6.中毒と薬の飲みすぎ
 中毒とは、毒物が経口的にあるいは皮膚や粘膜(おもに気道)を介して体内に吸収され、体の異常を起こすことをいいます。
 中毒を起こしうる物質は10万種類もあるといわれますが、拮抗薬(毒素の生体機能障害に逆の作用をもつ薬)として確立されているものはきわめて少ないため、毒物が体内に吸収される以前にまずすみやかに除去することに力が注がれます。
 一般的に中毒の応急手当てと治療は、
  (1) 毒物の体内への吸収を阻止する
  (2) 毒物をすみやかに体内より排泄させる
  (3) すでに吸収された毒物の作用を軽減させ、全身管理を行う
ことにより行われます。加えて、その間生命、とくに呼吸と循環を保持する必要があります。呼吸が止まっていたり、弱くなっていたら、ただちに気道の確保、次いで人工呼吸を行い、心臓が止まっていたら心臓マッサージをします。

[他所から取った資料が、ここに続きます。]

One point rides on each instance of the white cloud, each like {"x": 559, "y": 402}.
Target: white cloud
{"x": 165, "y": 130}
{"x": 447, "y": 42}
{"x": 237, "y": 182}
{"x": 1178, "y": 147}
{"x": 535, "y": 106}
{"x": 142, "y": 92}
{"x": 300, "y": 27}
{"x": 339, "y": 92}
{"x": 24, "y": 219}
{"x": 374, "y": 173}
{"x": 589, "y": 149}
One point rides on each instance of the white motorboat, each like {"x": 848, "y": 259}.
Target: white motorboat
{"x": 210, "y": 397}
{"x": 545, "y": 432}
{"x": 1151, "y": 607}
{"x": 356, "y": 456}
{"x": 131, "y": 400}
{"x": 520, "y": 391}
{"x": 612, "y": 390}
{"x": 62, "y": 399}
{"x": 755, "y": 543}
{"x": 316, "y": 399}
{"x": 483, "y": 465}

 毒物が皮膚に付着したときは、汚染された衣服をとり、局所を大量の水で洗浄するのが原則です。
 有毒ガスを吸入している場合は、患者を発生源から遠ざけ新鮮な空気のあるところへ移すことが重要で、必要に応じて酸素吸入をします。
 経口的な中毒の場合は、まず機械的に嘔吐させます。最も確実な方法は、指をのどに入れ刺激して吐かせます。十分に吐かないときは、ぬるま湯をコップ1杯程度飲ませてから吐かせます。吐かせたあと、水を十分に飲ませ下剤を投与します。
 服用した毒物はなにか、どのような性質をもったものか、どれくらい服用したか、などの情報を周囲の状況や人びとから得ることも必要です。ただし、注意すべきことは、意識のない患者の場合には、吐物が気管に入るおそれがあり、また酸やアルカリによる中毒のときには、消化管の穿孔を起こす危険があるので、催吐は禁忌です。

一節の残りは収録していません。